You know, here is a head scratcher.
Take one of these Dillion Miniguns, and mount it on a fixed SF rig suitable for the gun, use a fire control computer to program proper burst length and employ it like a GPMG.
Following the theory of machine gun fire, how does the beaten zone compare at 1800 metres? larger, smaller, dense, sparse, exactly the same? I wonder how it would "pattern" compared to a single barrel gun at such ranges.
How does the cone of fire look? How much additional spin drift does the round exhibit due to the rotation speed of the barrel, any?
It would be like man packing a TOW missile system around so not feasible, but I wonder how the shot density compares against the conventional single barrel GPMG.

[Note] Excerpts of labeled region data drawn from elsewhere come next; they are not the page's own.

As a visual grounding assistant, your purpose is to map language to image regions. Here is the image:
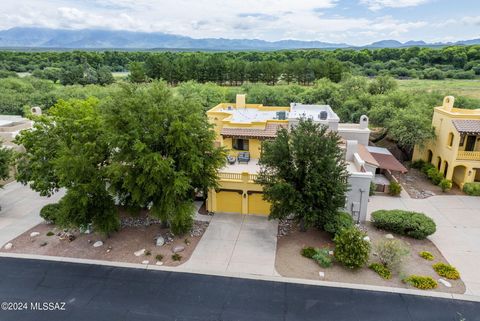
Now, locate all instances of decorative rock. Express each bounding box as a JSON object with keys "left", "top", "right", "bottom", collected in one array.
[
  {"left": 438, "top": 279, "right": 452, "bottom": 288},
  {"left": 172, "top": 245, "right": 185, "bottom": 253},
  {"left": 155, "top": 235, "right": 165, "bottom": 246},
  {"left": 93, "top": 241, "right": 103, "bottom": 247}
]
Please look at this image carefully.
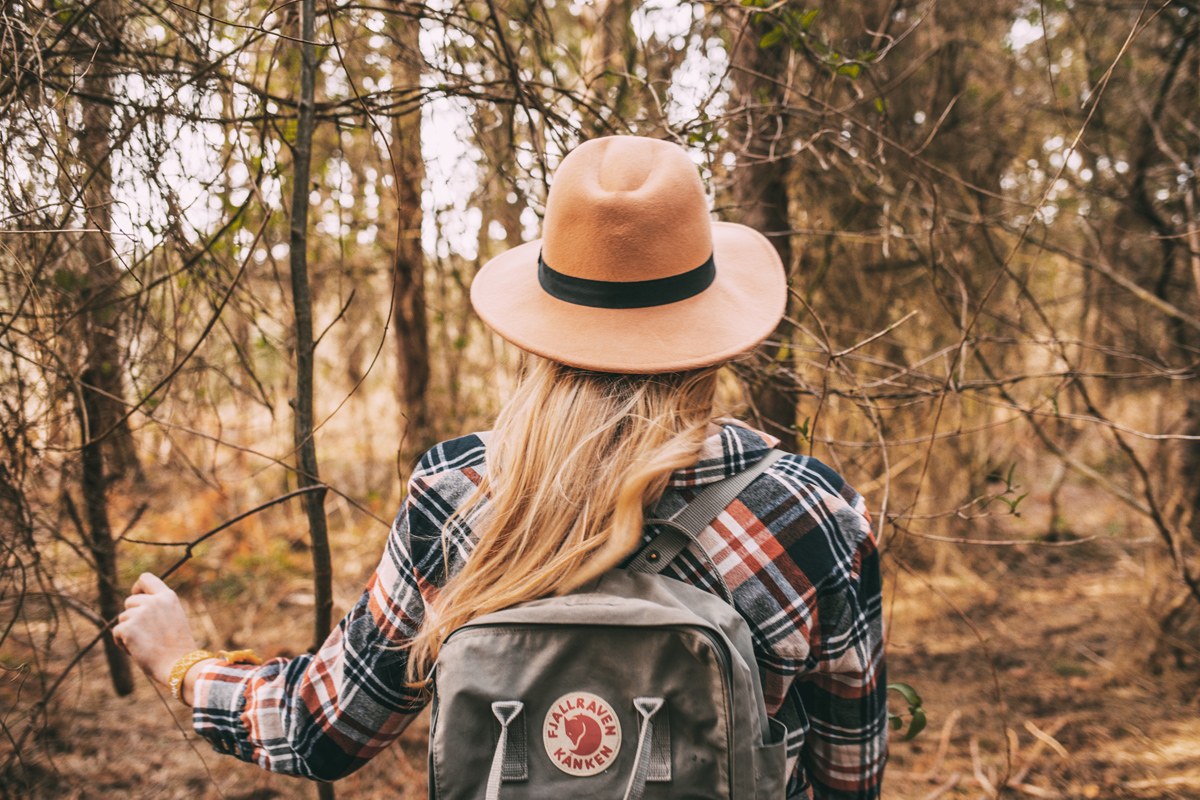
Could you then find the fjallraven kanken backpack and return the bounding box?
[430,451,786,800]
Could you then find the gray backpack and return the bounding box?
[430,451,787,800]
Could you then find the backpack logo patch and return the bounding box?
[541,692,620,777]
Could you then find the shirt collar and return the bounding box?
[667,420,779,488]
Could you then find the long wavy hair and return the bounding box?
[408,356,719,681]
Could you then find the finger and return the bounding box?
[132,572,170,595]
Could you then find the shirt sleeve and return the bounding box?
[192,492,426,781]
[791,516,888,800]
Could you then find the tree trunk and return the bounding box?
[730,17,800,450]
[79,0,137,694]
[288,0,334,800]
[389,1,433,452]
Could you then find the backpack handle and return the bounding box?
[625,450,786,594]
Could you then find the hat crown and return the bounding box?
[541,136,713,282]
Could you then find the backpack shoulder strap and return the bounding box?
[625,450,786,582]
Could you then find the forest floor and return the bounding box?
[0,489,1200,800]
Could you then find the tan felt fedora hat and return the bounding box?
[470,137,787,373]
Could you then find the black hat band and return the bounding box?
[538,253,716,308]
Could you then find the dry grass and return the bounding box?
[0,460,1200,800]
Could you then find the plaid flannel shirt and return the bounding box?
[193,422,888,800]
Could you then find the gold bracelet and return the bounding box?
[167,650,216,700]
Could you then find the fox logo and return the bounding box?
[563,714,601,756]
[542,692,620,777]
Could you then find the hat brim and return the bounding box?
[470,222,787,374]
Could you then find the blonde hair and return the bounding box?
[408,356,719,681]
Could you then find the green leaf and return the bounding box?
[758,28,786,49]
[888,684,920,709]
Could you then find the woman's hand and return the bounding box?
[113,572,197,685]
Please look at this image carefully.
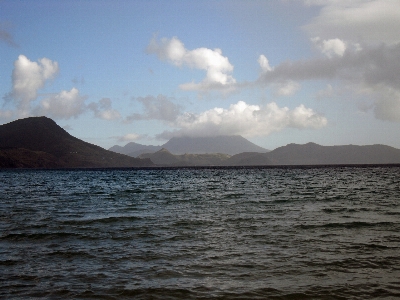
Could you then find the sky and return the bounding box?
[0,0,400,150]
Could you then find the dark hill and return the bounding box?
[0,117,152,168]
[226,143,400,165]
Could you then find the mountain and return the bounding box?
[139,148,230,167]
[108,142,162,157]
[226,143,400,165]
[163,135,268,155]
[0,117,153,168]
[109,135,269,157]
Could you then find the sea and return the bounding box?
[0,165,400,299]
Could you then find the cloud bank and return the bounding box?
[157,101,327,139]
[257,41,400,121]
[147,37,236,92]
[303,0,400,44]
[0,54,121,120]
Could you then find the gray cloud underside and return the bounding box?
[257,43,400,89]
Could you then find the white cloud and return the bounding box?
[311,37,347,57]
[147,37,236,91]
[315,84,333,100]
[0,109,14,122]
[34,88,86,119]
[126,95,182,122]
[113,133,141,143]
[273,80,301,96]
[373,87,400,122]
[257,54,272,72]
[303,0,400,44]
[257,43,400,121]
[11,55,58,115]
[157,101,327,139]
[88,98,121,120]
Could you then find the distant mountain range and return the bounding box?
[108,135,269,157]
[0,117,400,168]
[0,117,153,168]
[139,148,231,167]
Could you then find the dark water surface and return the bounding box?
[0,167,400,299]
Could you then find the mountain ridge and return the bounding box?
[108,135,269,157]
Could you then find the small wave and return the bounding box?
[297,221,395,229]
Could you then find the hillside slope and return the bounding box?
[0,117,153,168]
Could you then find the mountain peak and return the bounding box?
[0,117,152,168]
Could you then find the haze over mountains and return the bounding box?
[0,117,153,168]
[108,135,269,157]
[0,117,400,168]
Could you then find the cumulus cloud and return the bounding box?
[303,0,400,44]
[311,37,347,57]
[9,55,58,115]
[273,80,301,96]
[34,88,87,119]
[0,109,14,122]
[315,84,333,100]
[147,37,236,91]
[257,43,400,121]
[88,98,121,120]
[157,101,327,139]
[126,95,182,122]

I don't know...the rotation of the barrels is moot because it fires from one barrel at the bottom...I think it's as stable as any system as long as the mount is stable. They fire from extremely slow to all the ammo in one breath(that's the technical description) but the guys would crank-er up. Remember, they were originally for area anyway...not for producing "A close and accurate grouping of shots when fired from the" on and on... I guess that means we have to take one out and try it. Maybe Vincent has one we could give a spin(literally)...
Does anyone have any information on a new to the British Armed Forces (Royal Navy?) 50cal machine gun, please? I don't think that it has anything to do with the Browning style of MG but is something relatively new? I believe that I saw/read some brief reference to it a while back but I don't know any further details.